On 21 November 1993, KLM announced that they would not participate in the merger, stranding the deal. The airline had not succeeded at gaining support amongst key stakeholders, such as Dutch banks, aircraft manufacturers, and labour unions at Northwest.

==Aftermath==
Immediately following the end of the negotiations, all four airlines stated that they would continue to look for new merger partners. Jan Carlzon was dismissed as CEO of SAS on 28 September 1993. Rainer Gut was forced to leave Swissair in April 1995. Swissair chose to stay outside the large alliances, instead creating SAirGroup and purchasing minority stakes a number of smaller airlines in Europe, creating the Qualiflyer Group in 1999. Swissair also lost its connections with Delta Air Lines in June 1999, when Delta began to work closely with Air France, which led to the foundation of the SkyTeam alliance on 22 June 2000. In October 2001, Swissair was declared bankrupt. SAS joined forces with Lufthansa, who along with United Airlines, Air Canada, and Thai Airways International founded Star Alliance on 14 May 1997. KLM continued to integrate its operations with Northwest Airlines.

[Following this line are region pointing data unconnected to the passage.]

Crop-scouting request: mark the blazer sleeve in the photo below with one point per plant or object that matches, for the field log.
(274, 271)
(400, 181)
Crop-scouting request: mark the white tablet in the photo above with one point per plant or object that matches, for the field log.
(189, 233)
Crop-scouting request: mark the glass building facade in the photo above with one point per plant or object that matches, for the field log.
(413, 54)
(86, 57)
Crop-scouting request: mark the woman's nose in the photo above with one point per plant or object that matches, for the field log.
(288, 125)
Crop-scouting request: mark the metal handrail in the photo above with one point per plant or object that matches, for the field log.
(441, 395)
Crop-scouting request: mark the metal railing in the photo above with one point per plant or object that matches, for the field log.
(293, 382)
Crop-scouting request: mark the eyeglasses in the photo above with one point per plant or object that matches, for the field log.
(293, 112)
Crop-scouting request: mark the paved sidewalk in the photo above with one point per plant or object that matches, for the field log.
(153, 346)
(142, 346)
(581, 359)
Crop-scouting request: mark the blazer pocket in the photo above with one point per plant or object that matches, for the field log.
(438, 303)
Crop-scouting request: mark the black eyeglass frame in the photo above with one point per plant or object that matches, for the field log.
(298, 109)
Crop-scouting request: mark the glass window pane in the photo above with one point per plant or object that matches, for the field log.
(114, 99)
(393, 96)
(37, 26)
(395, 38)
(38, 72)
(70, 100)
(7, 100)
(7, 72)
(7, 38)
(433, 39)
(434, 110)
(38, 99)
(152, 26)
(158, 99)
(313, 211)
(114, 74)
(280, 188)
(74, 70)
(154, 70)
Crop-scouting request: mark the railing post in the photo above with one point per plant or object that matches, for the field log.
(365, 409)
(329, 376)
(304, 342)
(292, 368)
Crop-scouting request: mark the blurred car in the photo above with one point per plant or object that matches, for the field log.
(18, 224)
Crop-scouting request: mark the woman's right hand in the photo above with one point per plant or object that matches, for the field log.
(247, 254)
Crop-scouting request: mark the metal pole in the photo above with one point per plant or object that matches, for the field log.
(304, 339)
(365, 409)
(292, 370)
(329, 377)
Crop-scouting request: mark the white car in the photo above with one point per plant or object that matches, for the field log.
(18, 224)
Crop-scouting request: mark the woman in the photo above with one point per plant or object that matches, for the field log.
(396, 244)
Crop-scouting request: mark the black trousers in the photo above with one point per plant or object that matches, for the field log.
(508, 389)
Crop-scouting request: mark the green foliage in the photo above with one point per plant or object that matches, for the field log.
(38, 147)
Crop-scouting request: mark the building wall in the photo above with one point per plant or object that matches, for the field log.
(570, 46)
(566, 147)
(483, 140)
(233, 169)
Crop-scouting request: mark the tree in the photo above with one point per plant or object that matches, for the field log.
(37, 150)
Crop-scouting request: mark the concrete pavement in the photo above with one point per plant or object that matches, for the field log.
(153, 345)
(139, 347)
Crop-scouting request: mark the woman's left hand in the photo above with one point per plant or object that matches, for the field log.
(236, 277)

In 1998, KLM attempted a full-fledged merger with Alitalia, but the agreement was abandoned by KLM. KLM was bought by Air France on 5 May 2004 to create Air France–KLM, in which both airlines are considered separate brands. Following Swissair's collapse, its former subsidiary Crossair took over its erstwhile parent's intercontinental network, rebranding itself as Swiss International Air Lines; despite initially seeking a partnership with British Airways, it was eventually taken over by Lufthansa in 2005 and joined the Star Alliance as a consequence. In October 2023, Air France–KLM would purchase 20% of SAS' stake, which prompted the latter to leave Star Alliance on 31 August 2024 and join SkyTeam on 1 September 2024.